Benim senin yenmemin bir tek yolu var, oyunun kalitesini 10'a indirmek. Oyunun kalitesi nasıl düşer futbolda; durdukça düşüyor. Yani oyunun durması kimin lehine; kötü takımın lehine... Kimin aleyhine; iyi takımın aleyhine...
Galatasaray oyun kuramıyor, en büyük sebebi; Galatasaray'ın SAH-TE-KAR futbolcuları... Burak 8 takla atacak, Tarık 3 takla atacak, Sabri hakemin üzerine koşacak. Bunların hepsi oyunu durduruyor. Oyun 30 saniyede bir durursa Galatasaray nasıl oyun kuracak?
Bakın İngiltere maçına; adam tekmeyi yiyor, düşüyor. Hakem faulü çalıyor, o yerde yatan, hakem düdüğü çaldığı anda ayağa fırlıyor, oyunu hemen başlatıyor. Hemen... Sanki durmamış gibi. Çünkü oyunu hızlı oynamak iyi takımın lehine...
3- Oyunu hızlı oynamak tribünlerin lehine. Adam da o bilinç de var.
'Ben Tottenham'ı yeneyim' diye düşünmüyor. 'Mesele, bu tribünün dolu olması... Bu tribün dolu olursa ben bu maaşı kazanırım' diye düşünüyor.
NBA'de de prensip o değil mi? Kendi galibiyetlerinden önce tribünlerin ve televizyonların önü dolarsa eğer 50 milyon dolarlık anlaşma yapacağını biliyor adam; şampiyon olursa değil. Onun için de NBA'yi üst düzeyde tutmaya uğraşıyor bütün NBA futbolcuları ve yöneticileri...

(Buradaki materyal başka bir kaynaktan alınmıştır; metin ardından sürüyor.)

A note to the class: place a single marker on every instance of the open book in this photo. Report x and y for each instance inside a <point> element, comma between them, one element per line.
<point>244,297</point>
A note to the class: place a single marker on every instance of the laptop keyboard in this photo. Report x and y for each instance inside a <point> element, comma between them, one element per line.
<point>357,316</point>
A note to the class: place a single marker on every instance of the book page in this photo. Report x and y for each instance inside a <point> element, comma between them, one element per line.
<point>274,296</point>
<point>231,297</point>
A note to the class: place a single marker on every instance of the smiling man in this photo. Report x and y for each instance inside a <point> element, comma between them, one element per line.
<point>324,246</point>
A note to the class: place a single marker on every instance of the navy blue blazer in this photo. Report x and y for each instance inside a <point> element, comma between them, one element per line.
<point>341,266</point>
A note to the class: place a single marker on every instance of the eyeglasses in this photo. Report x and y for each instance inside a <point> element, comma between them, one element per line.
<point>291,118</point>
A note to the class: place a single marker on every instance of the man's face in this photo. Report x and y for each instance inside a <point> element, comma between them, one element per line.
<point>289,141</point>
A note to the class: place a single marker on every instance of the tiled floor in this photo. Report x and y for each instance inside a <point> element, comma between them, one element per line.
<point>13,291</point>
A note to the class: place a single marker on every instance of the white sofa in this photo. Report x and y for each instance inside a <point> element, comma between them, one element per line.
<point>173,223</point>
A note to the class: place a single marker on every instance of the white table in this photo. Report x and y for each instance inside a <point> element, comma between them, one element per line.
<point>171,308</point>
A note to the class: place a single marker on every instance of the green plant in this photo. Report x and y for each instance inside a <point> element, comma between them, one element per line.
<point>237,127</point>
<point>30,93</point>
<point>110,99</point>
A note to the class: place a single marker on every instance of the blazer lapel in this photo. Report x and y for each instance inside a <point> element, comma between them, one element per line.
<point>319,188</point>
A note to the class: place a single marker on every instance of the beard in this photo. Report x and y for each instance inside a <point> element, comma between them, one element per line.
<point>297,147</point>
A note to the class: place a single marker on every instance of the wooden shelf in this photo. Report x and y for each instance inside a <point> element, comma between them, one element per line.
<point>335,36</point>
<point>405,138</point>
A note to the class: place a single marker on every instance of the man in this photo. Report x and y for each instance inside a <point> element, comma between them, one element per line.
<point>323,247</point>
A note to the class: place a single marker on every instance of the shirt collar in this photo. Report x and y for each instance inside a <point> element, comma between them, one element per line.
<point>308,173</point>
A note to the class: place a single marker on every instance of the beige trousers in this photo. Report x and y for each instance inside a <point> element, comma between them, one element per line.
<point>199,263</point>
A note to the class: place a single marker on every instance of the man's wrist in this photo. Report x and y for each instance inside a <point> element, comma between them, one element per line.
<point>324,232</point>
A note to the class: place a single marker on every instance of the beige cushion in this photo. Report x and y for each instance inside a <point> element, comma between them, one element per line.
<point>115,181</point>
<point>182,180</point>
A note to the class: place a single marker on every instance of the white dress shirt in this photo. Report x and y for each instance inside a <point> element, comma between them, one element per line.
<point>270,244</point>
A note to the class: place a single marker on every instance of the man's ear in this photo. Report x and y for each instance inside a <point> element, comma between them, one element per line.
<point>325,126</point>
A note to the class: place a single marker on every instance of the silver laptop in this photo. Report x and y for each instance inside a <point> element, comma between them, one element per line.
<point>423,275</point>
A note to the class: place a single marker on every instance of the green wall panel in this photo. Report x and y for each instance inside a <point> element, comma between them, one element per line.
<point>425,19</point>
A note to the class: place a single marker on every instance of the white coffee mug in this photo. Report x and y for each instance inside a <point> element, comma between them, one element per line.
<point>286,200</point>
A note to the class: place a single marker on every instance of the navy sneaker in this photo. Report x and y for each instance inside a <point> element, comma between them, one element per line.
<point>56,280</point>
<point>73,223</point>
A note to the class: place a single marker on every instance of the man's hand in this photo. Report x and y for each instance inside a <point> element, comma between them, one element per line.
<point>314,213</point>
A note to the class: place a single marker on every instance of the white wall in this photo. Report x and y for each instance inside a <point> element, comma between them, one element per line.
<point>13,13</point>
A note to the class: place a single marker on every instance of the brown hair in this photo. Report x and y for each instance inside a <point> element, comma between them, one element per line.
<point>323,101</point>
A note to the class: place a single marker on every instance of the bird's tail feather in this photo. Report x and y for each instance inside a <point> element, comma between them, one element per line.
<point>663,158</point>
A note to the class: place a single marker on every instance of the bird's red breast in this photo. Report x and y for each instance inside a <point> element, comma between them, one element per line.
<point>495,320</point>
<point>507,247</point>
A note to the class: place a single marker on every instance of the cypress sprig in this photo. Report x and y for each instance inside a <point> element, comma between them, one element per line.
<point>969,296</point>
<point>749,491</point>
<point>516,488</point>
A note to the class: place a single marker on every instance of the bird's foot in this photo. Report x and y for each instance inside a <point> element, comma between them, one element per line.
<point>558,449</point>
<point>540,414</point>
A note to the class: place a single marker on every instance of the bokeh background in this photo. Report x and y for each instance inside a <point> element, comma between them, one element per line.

Tarık'ın haline bak! Bu geleceğin yıldızı olacak da... 'Püf' yapıyor birisi, üç takla atıyor yerinde!.. Hayda beklesin, dursun da oyun soğusun. Soğuyan oyun bitirir. Galatasaray'ı bitirir!.. Bunun farkında değil. Çünkü bunu ona kimse söylemiyor.